I believe that at the core of man is pride. I believe that many believe that they, or man, have the ability to defeat death, and maybe some go so far to believe they can create life.

There are a lot of people who would like to prove that Nature is controllable.

As always I just watch, because in time all things are tested and proved as to their validity.
talk72000
 
  1  
Reply Thu 19 Aug, 2010 02:40 pm
@Pronounce,
Does it not reflect on the hospitals doing a poor cleaning job? A sloppy cleaning job leaves traces of diluted anti-biotics upon which bacteria can grow resistance as they split their cells every two seconds thus in a day several generations of bacteria have grown and if this sloppy cleaning has been going on for years the bacteria would be super-resistant. India has super resistant bugs in their hospitals indicating their hospitals cleaning staff were either not provided with adequate cleaning equipment or they were sloppy.
Pronounce
 
  1  
Reply Thu 19 Aug, 2010 03:56 pm
@talk72000,
I would guess that it is impossible to be clean enough. And maybe, as some suppose, we're too clean, because, they say, our bodies have over zealously histamines reactions when presented with mild environmental stimulus. But even if we cleaned better I assert that it would not be good enough to protect us from disease and dying.

It is my opinion that man has an over inflated ego. Many suppose that we may destroy ourselves and our world. I think this is a prideful position and fails to acknowledge that nature supersedes us. Of course we're bound to eradicate some species as we muck about this planet, but many of these species weren't that successful, not like the cat or dog that is successful by virtue of its cuteness and companion ship. Humans believe they can control rats, cats, dogs, cockroaches, bacterium, lice, mice, wolves, salmon, kudzu, dandelions, grass, and on and on. The control is an illusion.

I know of people who've worked in field hospitals, and in places where there was no sanitation. If faced with loosing a leg to gangrene or dying many patients will choose the operation even if the hospital has to use washed bandages, has dim to no lighting, and there are flies everywhere. The one person that I'm thinking of worked in Pakistan for 25 years in such conditions.
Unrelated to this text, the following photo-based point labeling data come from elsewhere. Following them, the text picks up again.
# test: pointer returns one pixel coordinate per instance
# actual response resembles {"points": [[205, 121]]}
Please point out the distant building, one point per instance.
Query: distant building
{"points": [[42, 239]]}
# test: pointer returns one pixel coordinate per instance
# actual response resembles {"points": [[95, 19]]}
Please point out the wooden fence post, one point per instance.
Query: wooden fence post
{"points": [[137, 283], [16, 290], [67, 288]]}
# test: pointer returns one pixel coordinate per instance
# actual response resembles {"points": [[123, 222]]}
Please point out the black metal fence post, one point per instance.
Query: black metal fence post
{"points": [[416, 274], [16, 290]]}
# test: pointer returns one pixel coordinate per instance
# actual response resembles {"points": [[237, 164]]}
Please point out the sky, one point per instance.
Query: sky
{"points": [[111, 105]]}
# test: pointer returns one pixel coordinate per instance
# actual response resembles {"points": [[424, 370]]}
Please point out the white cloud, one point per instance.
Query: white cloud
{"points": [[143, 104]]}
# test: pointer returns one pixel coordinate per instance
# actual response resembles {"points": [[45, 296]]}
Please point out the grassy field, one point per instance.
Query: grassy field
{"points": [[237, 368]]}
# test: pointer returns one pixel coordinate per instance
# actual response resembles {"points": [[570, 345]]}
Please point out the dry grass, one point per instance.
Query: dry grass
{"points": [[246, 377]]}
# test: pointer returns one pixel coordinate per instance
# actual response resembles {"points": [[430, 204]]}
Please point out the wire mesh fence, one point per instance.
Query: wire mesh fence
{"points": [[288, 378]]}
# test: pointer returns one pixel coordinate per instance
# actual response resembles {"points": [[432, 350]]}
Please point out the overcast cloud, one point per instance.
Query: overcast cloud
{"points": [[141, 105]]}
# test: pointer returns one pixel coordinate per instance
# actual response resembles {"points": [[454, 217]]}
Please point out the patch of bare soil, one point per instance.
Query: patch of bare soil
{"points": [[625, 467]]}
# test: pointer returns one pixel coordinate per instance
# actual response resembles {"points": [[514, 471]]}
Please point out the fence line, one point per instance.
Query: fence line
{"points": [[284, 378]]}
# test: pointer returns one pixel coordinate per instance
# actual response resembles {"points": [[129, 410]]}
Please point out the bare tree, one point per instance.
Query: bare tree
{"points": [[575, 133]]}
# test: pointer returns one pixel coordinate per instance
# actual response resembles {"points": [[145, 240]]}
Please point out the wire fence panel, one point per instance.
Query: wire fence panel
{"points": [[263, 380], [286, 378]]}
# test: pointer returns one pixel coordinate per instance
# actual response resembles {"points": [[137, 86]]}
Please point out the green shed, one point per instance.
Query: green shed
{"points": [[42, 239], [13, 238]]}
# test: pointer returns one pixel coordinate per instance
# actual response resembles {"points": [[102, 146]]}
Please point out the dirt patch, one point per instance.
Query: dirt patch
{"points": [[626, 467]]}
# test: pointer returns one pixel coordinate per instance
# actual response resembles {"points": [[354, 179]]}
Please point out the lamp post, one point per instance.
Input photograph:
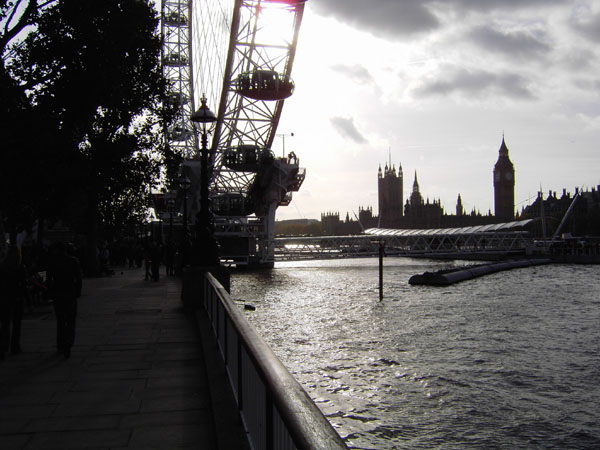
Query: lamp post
{"points": [[202, 119]]}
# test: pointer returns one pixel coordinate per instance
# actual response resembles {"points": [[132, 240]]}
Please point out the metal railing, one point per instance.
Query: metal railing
{"points": [[277, 412]]}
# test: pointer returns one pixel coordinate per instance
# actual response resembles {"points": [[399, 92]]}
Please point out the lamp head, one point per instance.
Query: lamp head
{"points": [[203, 115]]}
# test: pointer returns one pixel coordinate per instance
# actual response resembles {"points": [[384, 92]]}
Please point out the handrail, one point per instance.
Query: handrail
{"points": [[277, 411]]}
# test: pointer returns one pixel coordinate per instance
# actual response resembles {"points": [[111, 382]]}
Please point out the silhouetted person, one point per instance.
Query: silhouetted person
{"points": [[155, 258], [170, 259], [13, 279], [64, 287], [147, 262]]}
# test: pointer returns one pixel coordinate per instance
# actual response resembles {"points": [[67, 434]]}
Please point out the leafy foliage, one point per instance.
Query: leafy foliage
{"points": [[92, 76]]}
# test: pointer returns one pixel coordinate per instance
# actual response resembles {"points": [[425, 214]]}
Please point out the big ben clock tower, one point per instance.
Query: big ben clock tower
{"points": [[504, 186]]}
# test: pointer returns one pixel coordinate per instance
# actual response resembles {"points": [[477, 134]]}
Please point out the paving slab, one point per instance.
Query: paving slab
{"points": [[137, 377]]}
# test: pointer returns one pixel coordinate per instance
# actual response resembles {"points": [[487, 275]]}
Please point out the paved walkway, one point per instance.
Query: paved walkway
{"points": [[137, 376]]}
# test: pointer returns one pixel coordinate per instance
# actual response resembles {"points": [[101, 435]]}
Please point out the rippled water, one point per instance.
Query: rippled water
{"points": [[507, 361]]}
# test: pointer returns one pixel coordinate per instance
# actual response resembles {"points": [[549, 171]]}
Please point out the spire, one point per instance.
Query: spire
{"points": [[503, 148], [416, 183]]}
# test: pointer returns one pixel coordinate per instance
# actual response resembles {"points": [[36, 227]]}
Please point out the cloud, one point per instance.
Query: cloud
{"points": [[466, 6], [472, 83], [394, 19], [347, 129], [587, 24], [357, 73], [520, 44]]}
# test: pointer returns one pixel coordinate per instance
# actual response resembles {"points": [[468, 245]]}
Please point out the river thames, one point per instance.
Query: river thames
{"points": [[506, 361]]}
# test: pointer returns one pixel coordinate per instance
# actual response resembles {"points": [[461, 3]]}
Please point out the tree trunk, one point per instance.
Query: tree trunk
{"points": [[92, 263]]}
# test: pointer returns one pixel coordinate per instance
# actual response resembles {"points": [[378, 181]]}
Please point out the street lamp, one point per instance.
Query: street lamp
{"points": [[202, 119]]}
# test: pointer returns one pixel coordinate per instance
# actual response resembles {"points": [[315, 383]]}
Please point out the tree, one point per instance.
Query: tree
{"points": [[16, 212], [92, 73]]}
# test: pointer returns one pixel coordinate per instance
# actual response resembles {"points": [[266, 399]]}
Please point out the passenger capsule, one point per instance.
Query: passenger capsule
{"points": [[264, 85], [177, 99], [246, 158], [175, 60], [175, 19], [231, 204], [179, 133]]}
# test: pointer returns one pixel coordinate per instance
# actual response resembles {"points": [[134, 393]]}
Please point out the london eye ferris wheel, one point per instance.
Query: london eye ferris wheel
{"points": [[238, 55]]}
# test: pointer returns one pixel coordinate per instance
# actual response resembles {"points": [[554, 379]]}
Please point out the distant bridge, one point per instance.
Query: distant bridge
{"points": [[482, 241]]}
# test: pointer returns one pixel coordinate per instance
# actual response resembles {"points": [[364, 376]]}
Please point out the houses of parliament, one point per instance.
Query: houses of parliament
{"points": [[417, 213]]}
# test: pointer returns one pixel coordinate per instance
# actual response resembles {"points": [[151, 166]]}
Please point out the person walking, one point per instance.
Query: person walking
{"points": [[64, 287], [13, 289]]}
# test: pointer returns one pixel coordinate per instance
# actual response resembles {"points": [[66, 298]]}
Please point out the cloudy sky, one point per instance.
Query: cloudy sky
{"points": [[438, 83]]}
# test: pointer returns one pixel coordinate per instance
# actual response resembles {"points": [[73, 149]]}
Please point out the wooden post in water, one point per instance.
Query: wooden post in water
{"points": [[381, 253]]}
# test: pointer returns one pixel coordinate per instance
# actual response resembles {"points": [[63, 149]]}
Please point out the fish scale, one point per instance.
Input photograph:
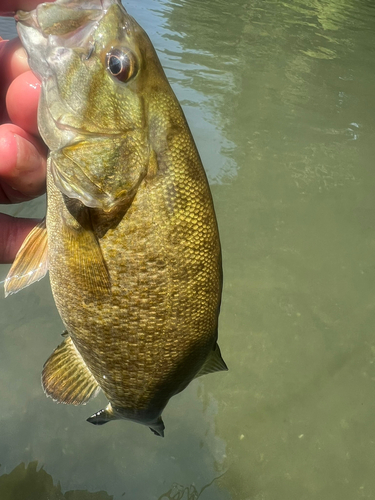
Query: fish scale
{"points": [[133, 245]]}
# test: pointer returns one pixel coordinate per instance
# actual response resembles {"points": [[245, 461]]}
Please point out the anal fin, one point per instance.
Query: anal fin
{"points": [[66, 377], [214, 363], [31, 262]]}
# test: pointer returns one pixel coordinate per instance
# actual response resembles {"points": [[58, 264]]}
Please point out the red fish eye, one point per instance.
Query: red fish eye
{"points": [[122, 65]]}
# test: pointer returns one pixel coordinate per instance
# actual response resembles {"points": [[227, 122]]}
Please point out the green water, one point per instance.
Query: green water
{"points": [[280, 99]]}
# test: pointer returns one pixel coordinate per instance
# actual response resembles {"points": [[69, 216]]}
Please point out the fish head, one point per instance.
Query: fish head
{"points": [[98, 111]]}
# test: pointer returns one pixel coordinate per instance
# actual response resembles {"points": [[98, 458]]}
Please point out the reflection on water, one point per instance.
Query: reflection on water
{"points": [[179, 492], [279, 96], [29, 483]]}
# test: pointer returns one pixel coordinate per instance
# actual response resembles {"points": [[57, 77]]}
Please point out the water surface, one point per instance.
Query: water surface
{"points": [[280, 99]]}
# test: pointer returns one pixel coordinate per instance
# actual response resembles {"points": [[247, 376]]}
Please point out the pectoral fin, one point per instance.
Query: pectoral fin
{"points": [[214, 363], [31, 262], [87, 256], [66, 377]]}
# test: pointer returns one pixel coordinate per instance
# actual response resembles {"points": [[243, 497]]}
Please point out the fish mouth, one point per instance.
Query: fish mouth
{"points": [[66, 23]]}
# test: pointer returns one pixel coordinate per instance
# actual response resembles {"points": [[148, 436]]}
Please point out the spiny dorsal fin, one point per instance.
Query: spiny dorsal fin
{"points": [[66, 377], [214, 363], [31, 262]]}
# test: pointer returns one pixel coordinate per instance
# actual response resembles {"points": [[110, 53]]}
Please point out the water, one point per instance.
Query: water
{"points": [[280, 98]]}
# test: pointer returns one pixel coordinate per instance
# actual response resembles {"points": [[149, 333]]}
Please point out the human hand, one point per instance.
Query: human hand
{"points": [[22, 152]]}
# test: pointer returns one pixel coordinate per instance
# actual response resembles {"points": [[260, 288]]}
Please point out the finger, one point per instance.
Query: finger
{"points": [[9, 7], [22, 101], [13, 60], [13, 231], [22, 166]]}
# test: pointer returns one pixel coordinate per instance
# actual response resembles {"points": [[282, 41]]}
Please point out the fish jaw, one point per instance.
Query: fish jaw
{"points": [[68, 55]]}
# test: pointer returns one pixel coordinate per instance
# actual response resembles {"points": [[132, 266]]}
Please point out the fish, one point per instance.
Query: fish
{"points": [[130, 237]]}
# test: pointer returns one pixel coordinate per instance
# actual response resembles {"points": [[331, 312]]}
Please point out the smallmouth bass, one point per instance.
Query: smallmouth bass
{"points": [[130, 237]]}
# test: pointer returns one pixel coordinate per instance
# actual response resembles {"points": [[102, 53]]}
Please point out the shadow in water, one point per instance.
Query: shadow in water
{"points": [[28, 482], [179, 492]]}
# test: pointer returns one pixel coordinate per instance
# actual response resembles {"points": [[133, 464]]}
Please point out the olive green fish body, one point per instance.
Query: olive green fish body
{"points": [[133, 245]]}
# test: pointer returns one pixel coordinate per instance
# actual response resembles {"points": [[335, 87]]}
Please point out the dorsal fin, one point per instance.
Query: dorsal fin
{"points": [[66, 377], [31, 262], [214, 363]]}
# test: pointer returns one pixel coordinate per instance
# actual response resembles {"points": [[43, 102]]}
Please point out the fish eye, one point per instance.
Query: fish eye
{"points": [[121, 64]]}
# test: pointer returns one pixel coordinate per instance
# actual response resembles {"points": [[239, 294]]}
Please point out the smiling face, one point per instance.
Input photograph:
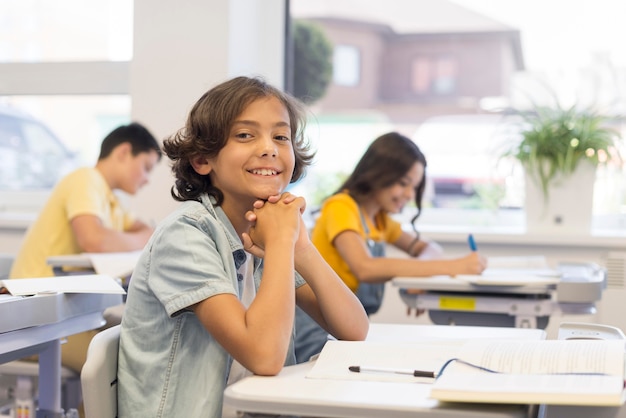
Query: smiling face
{"points": [[392, 199], [258, 158]]}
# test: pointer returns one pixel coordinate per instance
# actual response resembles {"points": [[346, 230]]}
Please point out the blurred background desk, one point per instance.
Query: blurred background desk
{"points": [[37, 324], [518, 302]]}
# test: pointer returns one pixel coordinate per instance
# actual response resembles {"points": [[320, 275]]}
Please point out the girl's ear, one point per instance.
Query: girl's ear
{"points": [[201, 164]]}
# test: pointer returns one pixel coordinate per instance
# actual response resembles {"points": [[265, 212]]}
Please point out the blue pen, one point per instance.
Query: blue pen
{"points": [[471, 242]]}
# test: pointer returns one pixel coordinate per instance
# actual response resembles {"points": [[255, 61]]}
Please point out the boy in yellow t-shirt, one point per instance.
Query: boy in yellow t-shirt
{"points": [[83, 214]]}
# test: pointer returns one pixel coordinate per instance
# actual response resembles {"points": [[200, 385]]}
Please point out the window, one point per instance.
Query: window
{"points": [[434, 76], [346, 65], [45, 134], [444, 74]]}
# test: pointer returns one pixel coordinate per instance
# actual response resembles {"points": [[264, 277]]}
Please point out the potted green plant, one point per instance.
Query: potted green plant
{"points": [[560, 149], [556, 140]]}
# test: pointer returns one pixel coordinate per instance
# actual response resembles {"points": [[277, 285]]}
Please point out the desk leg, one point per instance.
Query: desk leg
{"points": [[50, 382]]}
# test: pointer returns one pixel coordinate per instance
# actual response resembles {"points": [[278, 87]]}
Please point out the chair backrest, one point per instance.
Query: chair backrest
{"points": [[99, 375], [6, 261]]}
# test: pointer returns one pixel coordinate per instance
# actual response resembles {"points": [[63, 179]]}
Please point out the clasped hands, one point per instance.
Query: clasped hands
{"points": [[277, 218]]}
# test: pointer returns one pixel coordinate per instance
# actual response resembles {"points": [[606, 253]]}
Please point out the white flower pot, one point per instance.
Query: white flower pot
{"points": [[568, 208]]}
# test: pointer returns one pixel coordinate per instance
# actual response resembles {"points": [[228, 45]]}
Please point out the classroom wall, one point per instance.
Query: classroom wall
{"points": [[182, 49]]}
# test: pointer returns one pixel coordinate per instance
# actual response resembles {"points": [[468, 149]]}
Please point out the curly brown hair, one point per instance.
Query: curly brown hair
{"points": [[208, 125]]}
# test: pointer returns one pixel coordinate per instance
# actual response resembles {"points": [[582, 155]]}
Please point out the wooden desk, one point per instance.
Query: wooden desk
{"points": [[44, 337], [291, 392]]}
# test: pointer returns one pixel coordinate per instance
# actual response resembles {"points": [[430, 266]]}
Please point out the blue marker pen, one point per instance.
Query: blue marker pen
{"points": [[471, 242]]}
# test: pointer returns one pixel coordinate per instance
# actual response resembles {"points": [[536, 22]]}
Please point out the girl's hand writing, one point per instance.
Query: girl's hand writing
{"points": [[473, 263]]}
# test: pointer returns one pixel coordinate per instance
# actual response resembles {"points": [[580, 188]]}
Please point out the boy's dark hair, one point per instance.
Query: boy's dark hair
{"points": [[386, 161], [140, 139], [208, 126]]}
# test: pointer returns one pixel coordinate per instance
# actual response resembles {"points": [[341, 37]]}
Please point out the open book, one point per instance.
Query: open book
{"points": [[558, 372]]}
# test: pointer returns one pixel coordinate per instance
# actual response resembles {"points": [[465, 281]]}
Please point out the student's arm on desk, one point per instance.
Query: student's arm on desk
{"points": [[93, 237], [366, 268]]}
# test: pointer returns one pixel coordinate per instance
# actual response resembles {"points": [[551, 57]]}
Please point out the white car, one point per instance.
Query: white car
{"points": [[32, 157]]}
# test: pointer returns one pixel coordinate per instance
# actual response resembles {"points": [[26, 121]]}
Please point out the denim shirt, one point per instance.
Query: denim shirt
{"points": [[169, 365]]}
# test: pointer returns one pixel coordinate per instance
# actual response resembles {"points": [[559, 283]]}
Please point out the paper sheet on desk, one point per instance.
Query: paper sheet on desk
{"points": [[92, 283], [337, 356], [119, 264], [507, 279], [514, 271]]}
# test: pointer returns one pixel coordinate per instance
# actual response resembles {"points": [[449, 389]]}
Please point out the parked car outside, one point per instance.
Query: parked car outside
{"points": [[32, 157]]}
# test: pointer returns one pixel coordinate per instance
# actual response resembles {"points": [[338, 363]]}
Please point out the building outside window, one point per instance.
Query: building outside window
{"points": [[444, 73]]}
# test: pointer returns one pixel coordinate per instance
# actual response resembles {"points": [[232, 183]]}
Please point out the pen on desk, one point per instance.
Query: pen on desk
{"points": [[471, 242], [416, 373]]}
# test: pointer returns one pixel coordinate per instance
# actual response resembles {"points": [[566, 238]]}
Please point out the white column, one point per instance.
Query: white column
{"points": [[183, 48]]}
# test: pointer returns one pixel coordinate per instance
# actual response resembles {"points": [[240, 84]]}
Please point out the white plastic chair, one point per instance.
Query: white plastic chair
{"points": [[99, 375]]}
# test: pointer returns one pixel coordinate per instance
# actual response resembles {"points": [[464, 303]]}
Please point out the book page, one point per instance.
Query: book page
{"points": [[92, 283], [551, 356], [565, 372]]}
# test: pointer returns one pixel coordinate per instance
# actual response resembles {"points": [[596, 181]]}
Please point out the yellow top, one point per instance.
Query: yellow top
{"points": [[82, 192], [341, 213]]}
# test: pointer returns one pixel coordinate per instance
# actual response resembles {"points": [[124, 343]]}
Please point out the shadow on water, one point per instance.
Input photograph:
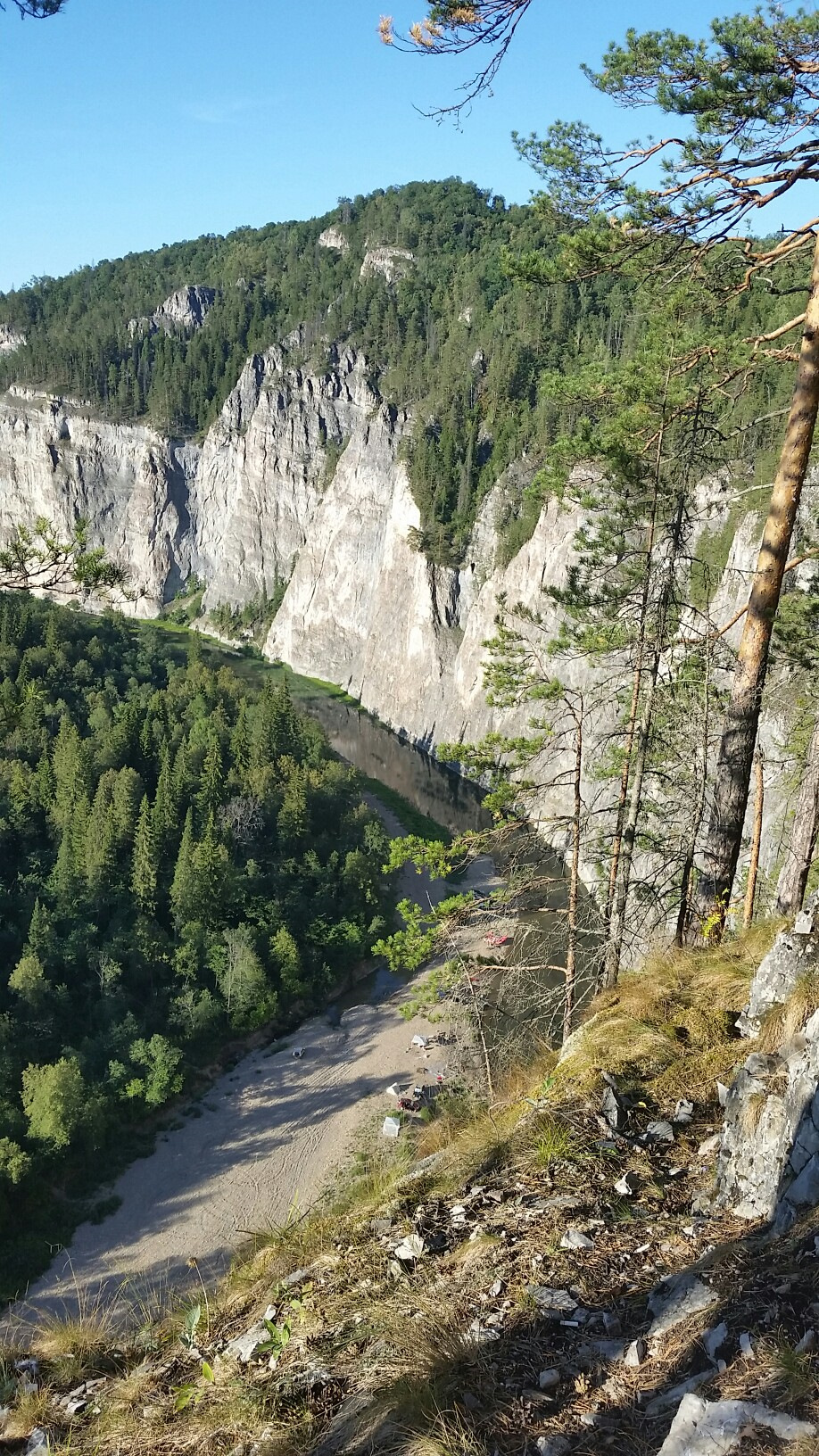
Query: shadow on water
{"points": [[529, 992], [382, 755]]}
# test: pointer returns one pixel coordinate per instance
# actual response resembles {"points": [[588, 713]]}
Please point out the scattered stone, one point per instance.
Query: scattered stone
{"points": [[666, 1400], [675, 1299], [551, 1302], [611, 1350], [483, 1334], [305, 1380], [717, 1427], [245, 1345], [611, 1108], [715, 1340], [296, 1278], [575, 1239], [636, 1354], [659, 1133], [551, 1444], [627, 1186], [410, 1248]]}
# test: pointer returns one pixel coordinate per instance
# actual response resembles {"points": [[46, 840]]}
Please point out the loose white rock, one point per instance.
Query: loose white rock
{"points": [[717, 1427], [575, 1239]]}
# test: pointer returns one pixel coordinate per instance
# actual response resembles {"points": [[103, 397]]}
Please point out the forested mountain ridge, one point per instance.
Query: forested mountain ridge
{"points": [[181, 861], [469, 350]]}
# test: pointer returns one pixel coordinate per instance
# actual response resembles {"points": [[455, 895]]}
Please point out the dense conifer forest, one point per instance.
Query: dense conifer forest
{"points": [[464, 338], [182, 861]]}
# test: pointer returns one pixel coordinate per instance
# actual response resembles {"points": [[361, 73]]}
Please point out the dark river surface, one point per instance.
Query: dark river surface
{"points": [[528, 995]]}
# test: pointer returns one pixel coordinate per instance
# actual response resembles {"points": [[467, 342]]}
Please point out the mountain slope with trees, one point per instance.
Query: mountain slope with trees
{"points": [[182, 862]]}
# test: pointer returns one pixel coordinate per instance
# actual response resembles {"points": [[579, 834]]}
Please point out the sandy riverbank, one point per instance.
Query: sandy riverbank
{"points": [[261, 1143]]}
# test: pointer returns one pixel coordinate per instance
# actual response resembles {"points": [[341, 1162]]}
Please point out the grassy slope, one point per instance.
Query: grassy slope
{"points": [[385, 1359]]}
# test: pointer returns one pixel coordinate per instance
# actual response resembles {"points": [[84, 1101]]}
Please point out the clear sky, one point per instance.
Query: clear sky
{"points": [[127, 124]]}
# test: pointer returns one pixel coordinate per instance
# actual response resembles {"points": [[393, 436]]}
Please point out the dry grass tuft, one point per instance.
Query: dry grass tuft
{"points": [[449, 1435], [667, 1022], [29, 1410], [434, 1361], [782, 1022], [87, 1338]]}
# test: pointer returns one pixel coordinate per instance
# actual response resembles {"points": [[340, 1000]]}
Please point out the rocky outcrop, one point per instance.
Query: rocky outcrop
{"points": [[181, 313], [127, 481], [302, 479], [768, 1162], [391, 262], [334, 237], [266, 465], [11, 340]]}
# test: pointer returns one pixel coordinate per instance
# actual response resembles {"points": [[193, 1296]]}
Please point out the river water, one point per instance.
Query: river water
{"points": [[528, 995]]}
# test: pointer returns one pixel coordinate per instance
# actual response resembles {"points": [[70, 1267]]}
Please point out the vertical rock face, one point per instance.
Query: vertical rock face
{"points": [[181, 313], [127, 481], [267, 463], [770, 1145], [334, 237]]}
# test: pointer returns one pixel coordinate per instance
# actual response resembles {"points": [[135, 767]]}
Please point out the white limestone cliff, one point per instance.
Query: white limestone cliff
{"points": [[181, 313], [11, 340], [127, 481], [302, 479]]}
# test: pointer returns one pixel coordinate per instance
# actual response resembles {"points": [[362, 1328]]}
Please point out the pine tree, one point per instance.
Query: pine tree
{"points": [[145, 866], [184, 884]]}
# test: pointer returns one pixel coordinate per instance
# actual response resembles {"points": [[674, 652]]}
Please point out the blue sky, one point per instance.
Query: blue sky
{"points": [[127, 124]]}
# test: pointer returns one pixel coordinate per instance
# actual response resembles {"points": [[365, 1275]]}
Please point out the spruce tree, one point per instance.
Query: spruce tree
{"points": [[145, 874]]}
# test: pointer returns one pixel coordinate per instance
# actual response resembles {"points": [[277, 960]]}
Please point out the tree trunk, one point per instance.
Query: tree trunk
{"points": [[573, 881], [616, 930], [742, 718], [755, 842], [793, 877], [687, 882], [636, 689]]}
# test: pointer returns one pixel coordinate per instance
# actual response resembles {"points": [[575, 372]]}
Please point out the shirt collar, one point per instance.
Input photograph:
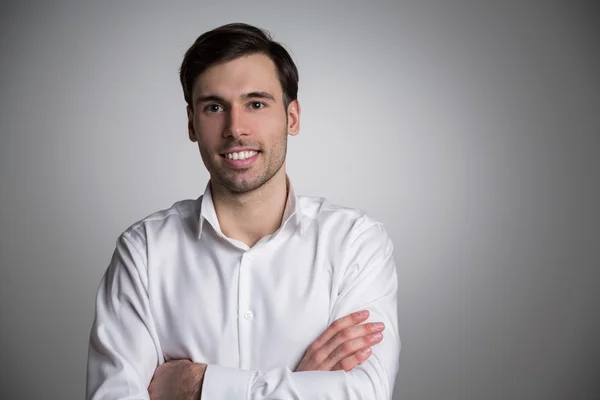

One person I know gave up his job to become a homeless person in America, starting in Florida, moving to Washington, and then to Alaska. He told me he never got sick.

Because of incidents like these I'm inclined to not believe cleanliness and sickness are strictly inversely proportional. A healthy immune system must have some factor in the equation, and immunities are acquired through disease.
talk72000
 
  1  
Reply Thu 19 Aug, 2010 06:52 pm
@Pronounce,
Florence Nightingale became famous for identifying that hospitals in battle zone areas were filthy and most of the soldiers died not from the war but from wounds not properly treated and the unsanitary conditions.
Personal hygiene is a separate matter. Being cheap by having untrained personnel in the cleaning staff or not providing the proper equipment and not carrying out thorough cleaning has consequences.
Pronounce
 
  2  
Reply Fri 20 Aug, 2010 04:58 pm
@talk72000,
Florence Nightingale's environmental theory:
Pure or fresh air
Pure water
Sufficient food supplies
Efficient drainage
Cleanliness
Light (especially direct sunlight)
Any deficiency in one or more of these factors could lead to impaired functioning of life processes or diminished health status.

I'd be inclined to value each of these as good health practices. My only concern is what HMO's would charge me for them.
talk72000
 
  1  
Reply Fri 20 Aug, 2010 07:08 pm
@Pronounce,
You are talking about personal hygiene whereas I am referring to hospital improper practice.